Saúde e educação caminham juntos. Uma sociedade com acesso à informação e capacidade de separar o que é importante, científico e eficaz das tradições orais, muitas vezes equivocadas e desprovidas de fundamento científico. Para alcançarmos um nível de qualidade para a educação, alimentação e saúde – precisamos de muito investimento e infraestrutura. Foi necessário cancelar aulas e colocar em risco o ano letivo para a adoção do EAD de forma ampla. A nova pandemia nos lembra que a saúde não se limita apenas ao paciente individual. Ela tem a ver com a comunidade. Nosso sistema de saúde deveria refletir a solidariedade comunitária e os valores éticos cristãos profundamente arraigados.
Temos assistido exemplos dos extremos do comportamento humano na sociedade.
Houve histórias de pessoas acumulando produtos de limpeza e brigando por alimentos nos supermercados. Ao mesmo tempo, vimos exemplos heroicos de pessoas distribuindo alimentos a moradores de rua, levando cestas básicas e insumos de higiene para moradores em áreas de risco, esquecidos pelo governo e pela sociedade, no dia a dia – médicos, enfermeiros e profissionais da saúde, junto com suas equipes, arriscando suas vidas cuidando das pessoas, independentemente do lugar de onde vieram. Ambos revelam tendências contrárias dentro do coração humano.
Estamos testemunhando tanto o egoísmo quanto a graça na nossa sociedade, revelando a nossa finitude e os nossos limites.
Impossível prever como será o mundo em 90 dias, muito longe de tentar olhar como estaremos no próximo Natal. A certeza absoluta é que não seremos as pessoas de 11 de março de 2020 (dia em que o novo vírus foi considerado como pandemia pela OMS).
A oportunidade de correções históricas em pouco tempo e subir alguns degraus na valorização da vida, no princípio de equidade para saúde, educação, alimentação e higiene, está dada. Resta-nos então aproveitar o momento histórico para fazer valer o “valor” de uma vida.

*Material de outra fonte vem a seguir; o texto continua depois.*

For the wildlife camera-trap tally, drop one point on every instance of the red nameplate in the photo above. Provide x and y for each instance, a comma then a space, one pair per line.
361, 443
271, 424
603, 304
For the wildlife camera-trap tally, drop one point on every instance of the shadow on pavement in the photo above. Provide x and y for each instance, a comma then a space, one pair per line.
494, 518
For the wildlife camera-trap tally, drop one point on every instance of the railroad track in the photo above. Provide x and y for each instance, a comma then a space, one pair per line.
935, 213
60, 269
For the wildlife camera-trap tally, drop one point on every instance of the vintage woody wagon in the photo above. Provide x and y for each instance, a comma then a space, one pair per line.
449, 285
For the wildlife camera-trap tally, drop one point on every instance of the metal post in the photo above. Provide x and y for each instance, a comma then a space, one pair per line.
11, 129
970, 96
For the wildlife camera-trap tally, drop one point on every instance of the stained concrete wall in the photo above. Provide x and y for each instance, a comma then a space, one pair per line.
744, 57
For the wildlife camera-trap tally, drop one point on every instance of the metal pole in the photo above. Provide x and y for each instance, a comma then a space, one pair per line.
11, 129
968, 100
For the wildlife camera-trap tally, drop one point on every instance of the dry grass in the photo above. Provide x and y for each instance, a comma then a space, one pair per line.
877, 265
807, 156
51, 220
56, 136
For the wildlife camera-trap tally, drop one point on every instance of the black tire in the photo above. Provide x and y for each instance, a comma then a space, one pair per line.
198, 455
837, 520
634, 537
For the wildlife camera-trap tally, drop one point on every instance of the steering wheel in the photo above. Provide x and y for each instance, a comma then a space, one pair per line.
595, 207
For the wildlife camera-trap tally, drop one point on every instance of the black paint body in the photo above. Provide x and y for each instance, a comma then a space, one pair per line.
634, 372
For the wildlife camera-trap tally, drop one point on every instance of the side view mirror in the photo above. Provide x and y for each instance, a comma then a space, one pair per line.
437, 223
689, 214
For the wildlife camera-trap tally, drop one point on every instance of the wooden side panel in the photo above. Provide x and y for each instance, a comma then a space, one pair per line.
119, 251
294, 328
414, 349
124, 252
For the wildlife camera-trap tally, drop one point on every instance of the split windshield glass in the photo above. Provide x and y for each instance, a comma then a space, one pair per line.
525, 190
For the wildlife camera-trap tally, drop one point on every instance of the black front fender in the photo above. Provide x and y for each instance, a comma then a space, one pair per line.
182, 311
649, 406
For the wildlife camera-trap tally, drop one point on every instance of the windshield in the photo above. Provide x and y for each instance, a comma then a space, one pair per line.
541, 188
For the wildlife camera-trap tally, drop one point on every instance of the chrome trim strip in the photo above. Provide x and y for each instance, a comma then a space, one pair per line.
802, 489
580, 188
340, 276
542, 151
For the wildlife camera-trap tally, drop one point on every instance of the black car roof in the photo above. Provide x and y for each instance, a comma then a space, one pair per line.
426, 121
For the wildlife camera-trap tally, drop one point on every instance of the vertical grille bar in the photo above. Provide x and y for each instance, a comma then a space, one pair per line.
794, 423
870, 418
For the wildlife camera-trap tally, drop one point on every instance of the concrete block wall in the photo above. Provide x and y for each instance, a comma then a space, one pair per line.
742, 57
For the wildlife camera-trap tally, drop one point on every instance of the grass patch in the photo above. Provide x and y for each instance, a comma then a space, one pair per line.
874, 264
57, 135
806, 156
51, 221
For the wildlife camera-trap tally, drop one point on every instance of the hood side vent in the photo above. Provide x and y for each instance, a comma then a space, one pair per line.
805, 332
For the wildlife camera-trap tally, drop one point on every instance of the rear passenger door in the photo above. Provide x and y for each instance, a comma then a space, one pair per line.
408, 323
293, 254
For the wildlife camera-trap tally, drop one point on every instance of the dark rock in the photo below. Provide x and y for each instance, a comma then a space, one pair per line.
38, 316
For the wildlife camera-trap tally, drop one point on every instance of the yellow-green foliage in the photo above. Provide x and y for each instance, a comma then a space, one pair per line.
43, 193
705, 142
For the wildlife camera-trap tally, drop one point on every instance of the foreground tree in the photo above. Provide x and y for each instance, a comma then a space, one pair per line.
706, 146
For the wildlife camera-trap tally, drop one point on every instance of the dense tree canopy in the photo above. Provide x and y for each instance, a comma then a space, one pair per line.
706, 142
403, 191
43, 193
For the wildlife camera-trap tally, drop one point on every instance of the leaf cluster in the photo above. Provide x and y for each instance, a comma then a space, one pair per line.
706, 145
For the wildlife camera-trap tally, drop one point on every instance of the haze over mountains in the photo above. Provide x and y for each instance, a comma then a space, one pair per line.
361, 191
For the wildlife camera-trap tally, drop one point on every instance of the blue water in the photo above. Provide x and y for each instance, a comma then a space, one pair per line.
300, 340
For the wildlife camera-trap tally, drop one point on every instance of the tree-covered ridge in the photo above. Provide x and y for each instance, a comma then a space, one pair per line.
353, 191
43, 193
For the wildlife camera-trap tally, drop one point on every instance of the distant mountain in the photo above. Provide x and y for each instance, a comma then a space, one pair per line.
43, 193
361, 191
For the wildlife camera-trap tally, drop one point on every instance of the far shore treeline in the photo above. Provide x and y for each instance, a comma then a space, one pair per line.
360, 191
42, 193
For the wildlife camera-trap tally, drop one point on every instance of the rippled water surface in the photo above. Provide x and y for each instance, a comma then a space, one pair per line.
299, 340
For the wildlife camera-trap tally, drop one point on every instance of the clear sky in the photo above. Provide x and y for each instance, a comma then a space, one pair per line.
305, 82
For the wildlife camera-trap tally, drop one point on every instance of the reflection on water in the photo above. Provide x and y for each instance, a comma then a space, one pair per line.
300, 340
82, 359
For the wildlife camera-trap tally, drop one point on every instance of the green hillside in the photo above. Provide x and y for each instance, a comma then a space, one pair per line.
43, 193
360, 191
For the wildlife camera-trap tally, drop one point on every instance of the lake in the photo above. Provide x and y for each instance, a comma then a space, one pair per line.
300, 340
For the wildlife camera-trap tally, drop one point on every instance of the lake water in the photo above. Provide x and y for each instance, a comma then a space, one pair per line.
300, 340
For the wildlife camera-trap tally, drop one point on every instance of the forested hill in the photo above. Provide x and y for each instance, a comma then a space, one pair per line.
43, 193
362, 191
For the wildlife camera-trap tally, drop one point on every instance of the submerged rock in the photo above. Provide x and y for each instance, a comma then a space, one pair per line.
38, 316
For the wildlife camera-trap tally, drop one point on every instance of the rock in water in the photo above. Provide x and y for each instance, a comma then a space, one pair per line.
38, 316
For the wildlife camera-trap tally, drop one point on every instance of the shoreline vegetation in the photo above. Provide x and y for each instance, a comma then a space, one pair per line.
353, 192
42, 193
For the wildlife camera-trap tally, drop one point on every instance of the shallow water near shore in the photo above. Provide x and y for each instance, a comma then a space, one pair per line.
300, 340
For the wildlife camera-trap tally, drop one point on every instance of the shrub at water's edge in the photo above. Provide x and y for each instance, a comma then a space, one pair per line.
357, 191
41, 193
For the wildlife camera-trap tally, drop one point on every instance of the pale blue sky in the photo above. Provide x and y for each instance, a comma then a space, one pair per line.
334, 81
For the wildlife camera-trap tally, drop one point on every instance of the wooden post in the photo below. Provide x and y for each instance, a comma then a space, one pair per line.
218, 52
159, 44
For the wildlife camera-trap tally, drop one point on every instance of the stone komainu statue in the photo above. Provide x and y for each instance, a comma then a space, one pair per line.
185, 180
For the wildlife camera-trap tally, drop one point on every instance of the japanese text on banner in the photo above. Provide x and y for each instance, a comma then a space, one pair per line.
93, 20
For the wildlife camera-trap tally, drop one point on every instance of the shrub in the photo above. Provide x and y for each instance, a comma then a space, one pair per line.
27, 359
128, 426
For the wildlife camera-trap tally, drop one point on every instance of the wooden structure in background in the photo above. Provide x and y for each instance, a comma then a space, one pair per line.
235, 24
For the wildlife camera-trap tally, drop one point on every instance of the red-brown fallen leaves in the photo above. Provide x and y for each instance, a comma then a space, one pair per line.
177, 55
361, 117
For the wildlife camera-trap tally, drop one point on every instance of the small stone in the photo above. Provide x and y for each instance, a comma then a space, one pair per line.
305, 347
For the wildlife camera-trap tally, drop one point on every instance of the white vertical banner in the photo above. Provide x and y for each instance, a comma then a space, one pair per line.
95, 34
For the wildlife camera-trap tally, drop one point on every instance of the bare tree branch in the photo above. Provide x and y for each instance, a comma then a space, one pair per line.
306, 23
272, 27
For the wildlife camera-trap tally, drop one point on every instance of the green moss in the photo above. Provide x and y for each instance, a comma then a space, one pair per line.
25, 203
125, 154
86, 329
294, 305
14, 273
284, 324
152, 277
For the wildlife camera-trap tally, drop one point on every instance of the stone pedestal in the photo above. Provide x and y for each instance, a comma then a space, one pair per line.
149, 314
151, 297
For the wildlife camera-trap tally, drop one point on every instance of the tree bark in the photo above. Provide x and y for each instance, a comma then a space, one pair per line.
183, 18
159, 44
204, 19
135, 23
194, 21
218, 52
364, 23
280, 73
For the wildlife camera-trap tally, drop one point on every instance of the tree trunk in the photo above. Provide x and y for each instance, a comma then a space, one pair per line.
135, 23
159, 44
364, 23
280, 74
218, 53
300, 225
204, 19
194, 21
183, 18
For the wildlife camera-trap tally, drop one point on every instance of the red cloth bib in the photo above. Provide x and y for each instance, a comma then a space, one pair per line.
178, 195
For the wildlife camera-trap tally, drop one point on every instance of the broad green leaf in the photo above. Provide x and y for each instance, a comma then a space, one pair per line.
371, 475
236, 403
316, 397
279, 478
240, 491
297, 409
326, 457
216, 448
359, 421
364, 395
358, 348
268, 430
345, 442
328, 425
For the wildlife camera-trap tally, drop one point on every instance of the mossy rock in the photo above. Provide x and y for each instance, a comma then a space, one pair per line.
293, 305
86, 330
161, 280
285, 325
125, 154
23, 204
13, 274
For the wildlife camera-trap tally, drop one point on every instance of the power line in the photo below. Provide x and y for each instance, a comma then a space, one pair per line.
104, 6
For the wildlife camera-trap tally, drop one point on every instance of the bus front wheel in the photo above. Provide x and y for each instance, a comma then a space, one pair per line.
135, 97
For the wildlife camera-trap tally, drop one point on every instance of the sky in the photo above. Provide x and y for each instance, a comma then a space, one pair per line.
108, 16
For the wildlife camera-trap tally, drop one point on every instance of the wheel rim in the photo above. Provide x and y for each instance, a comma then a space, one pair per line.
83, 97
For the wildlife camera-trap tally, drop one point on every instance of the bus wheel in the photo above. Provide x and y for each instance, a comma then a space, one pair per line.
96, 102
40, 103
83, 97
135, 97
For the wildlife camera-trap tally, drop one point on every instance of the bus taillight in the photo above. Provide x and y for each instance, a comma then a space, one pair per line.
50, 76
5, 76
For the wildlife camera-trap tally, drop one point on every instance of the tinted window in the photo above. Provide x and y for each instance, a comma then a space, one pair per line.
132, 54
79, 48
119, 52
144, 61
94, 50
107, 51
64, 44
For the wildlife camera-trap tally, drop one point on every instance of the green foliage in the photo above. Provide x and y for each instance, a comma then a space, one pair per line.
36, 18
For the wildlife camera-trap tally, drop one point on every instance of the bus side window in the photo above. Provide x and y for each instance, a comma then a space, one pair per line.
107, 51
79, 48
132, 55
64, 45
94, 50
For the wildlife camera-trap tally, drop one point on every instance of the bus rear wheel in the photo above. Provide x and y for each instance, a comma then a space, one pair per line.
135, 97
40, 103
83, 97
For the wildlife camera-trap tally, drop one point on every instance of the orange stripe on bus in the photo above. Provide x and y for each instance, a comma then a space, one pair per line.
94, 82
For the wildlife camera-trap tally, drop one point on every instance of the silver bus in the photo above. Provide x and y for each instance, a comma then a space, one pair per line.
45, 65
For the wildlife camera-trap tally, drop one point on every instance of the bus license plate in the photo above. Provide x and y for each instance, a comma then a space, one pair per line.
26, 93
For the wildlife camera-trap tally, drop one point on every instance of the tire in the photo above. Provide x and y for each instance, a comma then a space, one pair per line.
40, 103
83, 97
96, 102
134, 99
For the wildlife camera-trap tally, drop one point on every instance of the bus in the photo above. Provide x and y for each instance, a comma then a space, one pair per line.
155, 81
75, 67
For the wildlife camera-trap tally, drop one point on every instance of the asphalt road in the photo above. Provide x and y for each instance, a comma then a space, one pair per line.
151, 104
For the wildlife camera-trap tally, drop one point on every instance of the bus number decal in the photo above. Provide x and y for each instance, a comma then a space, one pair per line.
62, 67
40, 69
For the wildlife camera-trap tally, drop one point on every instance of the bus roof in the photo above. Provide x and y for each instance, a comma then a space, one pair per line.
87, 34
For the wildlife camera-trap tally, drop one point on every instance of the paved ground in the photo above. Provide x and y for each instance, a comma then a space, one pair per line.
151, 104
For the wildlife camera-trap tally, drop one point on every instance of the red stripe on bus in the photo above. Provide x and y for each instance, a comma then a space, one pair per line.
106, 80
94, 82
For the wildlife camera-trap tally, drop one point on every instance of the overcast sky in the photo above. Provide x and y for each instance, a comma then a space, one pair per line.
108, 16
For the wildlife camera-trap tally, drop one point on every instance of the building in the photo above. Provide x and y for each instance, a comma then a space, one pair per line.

Temos tudo – Tecnologia, Ciência, Motivo, Momento, Governos, Sociedade, Igrejas – enfim, finalmente estamos todos do mesmo lado. Tomara que toda esta energia nos leve a um mundo um pouco mais solidário e justo, de verdade.
Ao longo de tudo isso, somos lembrados, mais uma vez, de que a Sexta–feira Santa não é o fim da história humana, mas sim um prelúdio teológico para a Ressurreição.